Analyze the Spotify database to:
This project will be executed in two major phases:
Phase 1: Analyze the data and look for associations between song characteristics and song genres & sub-genres. This will include data clean-up, data wrangling and data visualization.
Phase 2: Create models to predict song popularity based on most relevant song characteristics identified in phase 1. This phase will include variable selection and evaluation of various model architectures (to be delivered on 8/13/21)
Learnings from these analyses and song popularity models will be used by the MakeYourSong (made up) start-up to guide its users on what song characteristics are likely to drive popularity. The predictive model will be available to users of the MakeYourSong start-up.
#install.packages("tidyverse")
#install.packages("dplyr")
#install.packages("ggplot2")
#install.packages("plotly")
#install.packages("corrplot")
library(tidyverse)
library(dplyr)
library(ggplot2)
library(plotly)
library(corrplot)
tidyverse - for interacting with data through subsetting, transformation, visualization, etc.
dplyr - for data manipulation in R by combining, selecting, grouping, subsetting and transforming all or parts of dataset
ggplot2 - for declaratively creating graphics, based on The Grammar of Graphics
plotly - for creating interactive web-based graphs via the open source JavaScript graphing library plotly.js
corrplot - for visualizing correlation matrices and confidence intervals
The dataset is available in Github. Link to the data source is here.

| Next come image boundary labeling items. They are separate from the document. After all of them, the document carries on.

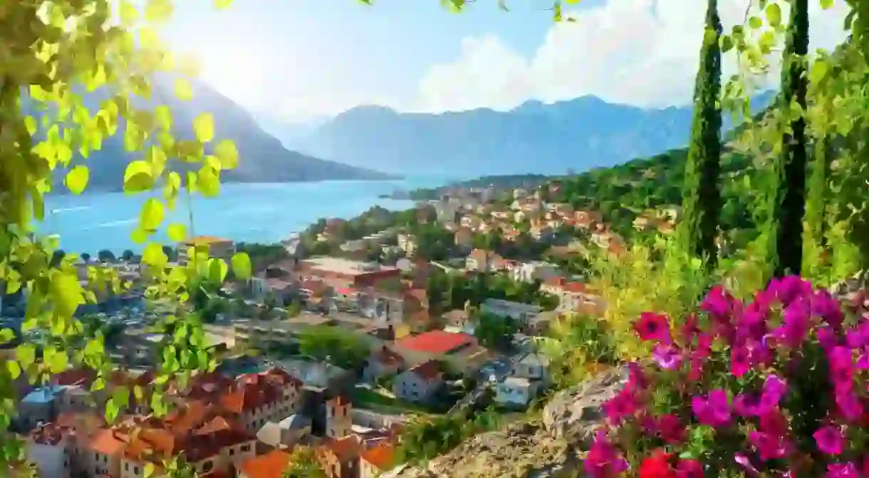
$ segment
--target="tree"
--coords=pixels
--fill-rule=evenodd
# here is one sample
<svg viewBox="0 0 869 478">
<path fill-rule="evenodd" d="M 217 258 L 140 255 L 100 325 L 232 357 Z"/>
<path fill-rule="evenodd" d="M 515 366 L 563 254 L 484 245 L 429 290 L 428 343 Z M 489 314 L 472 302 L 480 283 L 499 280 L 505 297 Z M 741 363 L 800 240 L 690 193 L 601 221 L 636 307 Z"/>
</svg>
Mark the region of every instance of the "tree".
<svg viewBox="0 0 869 478">
<path fill-rule="evenodd" d="M 683 249 L 692 256 L 704 257 L 710 269 L 715 265 L 715 237 L 721 210 L 720 36 L 718 0 L 708 0 L 700 67 L 694 86 L 693 123 L 685 168 L 680 238 Z"/>
<path fill-rule="evenodd" d="M 109 249 L 100 249 L 96 253 L 96 259 L 101 262 L 115 262 L 115 254 Z"/>
<path fill-rule="evenodd" d="M 806 110 L 806 55 L 809 46 L 808 0 L 791 0 L 781 72 L 779 107 L 784 111 Z M 803 258 L 803 216 L 806 212 L 806 118 L 790 114 L 782 128 L 780 153 L 772 164 L 769 191 L 767 260 L 773 276 L 799 274 Z"/>
<path fill-rule="evenodd" d="M 300 445 L 293 449 L 282 478 L 327 478 L 327 475 L 317 461 L 316 450 Z"/>
<path fill-rule="evenodd" d="M 509 347 L 513 336 L 519 332 L 519 323 L 513 317 L 501 317 L 481 312 L 474 319 L 474 336 L 489 349 L 503 349 Z"/>
</svg>

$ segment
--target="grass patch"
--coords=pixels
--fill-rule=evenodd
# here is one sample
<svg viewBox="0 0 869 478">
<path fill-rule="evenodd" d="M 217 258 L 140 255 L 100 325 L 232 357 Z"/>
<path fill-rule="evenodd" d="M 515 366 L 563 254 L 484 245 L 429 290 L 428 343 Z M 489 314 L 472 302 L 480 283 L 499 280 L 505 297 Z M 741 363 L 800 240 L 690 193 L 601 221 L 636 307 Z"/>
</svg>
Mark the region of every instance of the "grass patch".
<svg viewBox="0 0 869 478">
<path fill-rule="evenodd" d="M 353 402 L 361 408 L 393 415 L 422 414 L 432 415 L 432 409 L 421 403 L 414 403 L 400 398 L 393 398 L 366 387 L 356 387 L 352 394 Z"/>
</svg>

The data to be analyzed is be a excerpt of the Spotify database containing 32,833 rows. The data set of spotify songs contains 23 variables and 32,833 songs from 1957-2020. There are 10,693 artists and 6 main genres with sub-categories for each. There are 12 audio features for each track, including confidence measures like acousticness, liveness, speechiness and instrumentalness, perceptual measures like energy, loudness, danceability and valence (positiveness), and descriptors like duration, tempo, key, and mode.
Genres were selected from Every Noise, a visualization of the Spotify genre-space maintained by a genre taxonomist. The top four sub-genres for each were used to query Spotify for 20 playlists each, resulting in about 5000 songs for each genre, split across a varied sub-genre space.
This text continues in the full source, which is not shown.